XXXII Domingo del Tiempo Ordinario B
1R 17, 10-16; Sal 145; Hb 9, 24-28; Mc 12, 38-44
«Y él les enseñaba: "Cuídense de los escribas, a quienes les gusta pasearse con
largas vestiduras, ser saludados en las plazas y ocupar los primeros asientos en las
sinagogas y los banquetes; que devoran los bienes de las viudas y fingen hacer
largas oraciones. Estos serán juzgados con más severidad". Jesús se sentó frente a
la sala del tesoro del Templo y miraba cómo la gente depositaba su limosna.
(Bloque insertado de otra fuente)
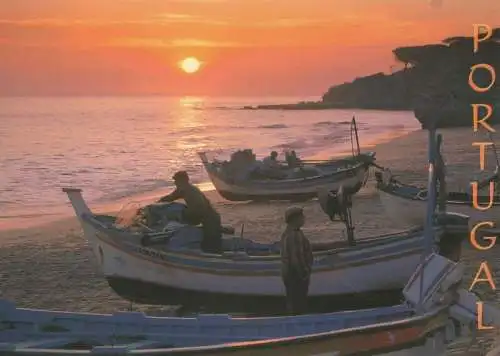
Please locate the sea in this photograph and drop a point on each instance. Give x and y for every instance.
(117, 149)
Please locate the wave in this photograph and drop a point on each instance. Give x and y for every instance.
(273, 126)
(294, 145)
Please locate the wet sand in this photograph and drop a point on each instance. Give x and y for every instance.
(51, 266)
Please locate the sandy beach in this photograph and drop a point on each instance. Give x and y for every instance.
(51, 266)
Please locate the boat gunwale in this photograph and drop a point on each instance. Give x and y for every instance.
(428, 319)
(393, 188)
(270, 269)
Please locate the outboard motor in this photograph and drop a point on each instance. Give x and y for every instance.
(339, 204)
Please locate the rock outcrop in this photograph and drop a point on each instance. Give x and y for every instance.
(434, 83)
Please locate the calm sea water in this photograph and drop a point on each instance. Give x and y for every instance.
(116, 148)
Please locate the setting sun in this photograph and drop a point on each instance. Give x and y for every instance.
(190, 65)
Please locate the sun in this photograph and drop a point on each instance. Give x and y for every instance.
(190, 65)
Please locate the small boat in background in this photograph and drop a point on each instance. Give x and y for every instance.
(423, 325)
(237, 180)
(247, 273)
(407, 203)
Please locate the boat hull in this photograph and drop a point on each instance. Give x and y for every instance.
(145, 275)
(351, 179)
(412, 211)
(379, 264)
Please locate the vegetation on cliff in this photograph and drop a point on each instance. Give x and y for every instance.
(435, 79)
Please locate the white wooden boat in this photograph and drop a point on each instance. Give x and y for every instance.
(423, 325)
(407, 203)
(351, 173)
(241, 277)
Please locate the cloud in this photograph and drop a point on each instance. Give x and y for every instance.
(291, 22)
(437, 4)
(186, 18)
(160, 19)
(180, 42)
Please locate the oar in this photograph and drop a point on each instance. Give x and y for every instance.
(494, 149)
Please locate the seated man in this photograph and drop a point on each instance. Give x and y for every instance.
(271, 161)
(292, 159)
(199, 210)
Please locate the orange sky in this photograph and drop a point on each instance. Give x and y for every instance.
(249, 47)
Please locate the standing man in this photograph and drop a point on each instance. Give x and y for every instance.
(440, 166)
(199, 210)
(296, 261)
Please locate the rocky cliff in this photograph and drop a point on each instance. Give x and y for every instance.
(434, 83)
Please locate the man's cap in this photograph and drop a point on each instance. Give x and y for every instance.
(292, 212)
(180, 175)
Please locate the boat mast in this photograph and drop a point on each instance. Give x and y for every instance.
(431, 206)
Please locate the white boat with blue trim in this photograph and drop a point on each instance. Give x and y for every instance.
(247, 272)
(424, 325)
(407, 203)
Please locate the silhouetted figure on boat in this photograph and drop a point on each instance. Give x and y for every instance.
(296, 261)
(199, 210)
(440, 167)
(271, 168)
(271, 161)
(292, 159)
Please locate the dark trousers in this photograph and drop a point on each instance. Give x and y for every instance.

Muchos ricos daban en abundancia. Llegó una viuda de condición humilde y colocó
dos pequeñas monedas de cobre. Entonces él llamó a sus discípulos y les dijo: "Les
aseguro que esta pobre viuda ha puesto más que cualquiera de los otros, porque
todos han dado de lo que les sobraba, pero ella, de su indigencia, dio todo lo que
poseía, todo lo que tenía para vivir".»
La semana pasada el evangelio nos presentaba el mandamiento más importante, el
amar a Dios sobre todas las cosas y al prójimo como a uno mismo; haciéndonos
presente que el amor es el signo de la vida cristiana; ya al respecto nos dice el
Papa Benedicto XVI: De Dios, aprendemos a querer siempre y solamente el bien
y nunca el mal. Aprendemos a mirar al otro no solo con nuestros ojos, sino con la
mirada de Dios, que es la mirada de Jesucristo. Amor a Dios y amor al prójimo son
inseparables y están en relación recíproca (Benedicto XVI, Ángelus, 4 de
noviembre de 2012). La presente semana, las lecturas vienen a manifestarnos que
todo cristiano está llamado a vivir con radicalidad la fe, siendo luz del mundo y sal
de la tierra, por eso que los profetas en el Antiguo Testamento denunciaban la
falsedad del culto exterior en el pueblo, que el mismo Cristo en el evangelio
denuncia dirigiendo sus palabras a los fariseos, escribas y sacerdotes; porque es
importante tener presente que desde el Antiguo Testamento se prefiguraba que el
cristianismo es la religión del corazón, por lo cual todo rito externo debe expresar la
vivencia interior del corazón del creyente.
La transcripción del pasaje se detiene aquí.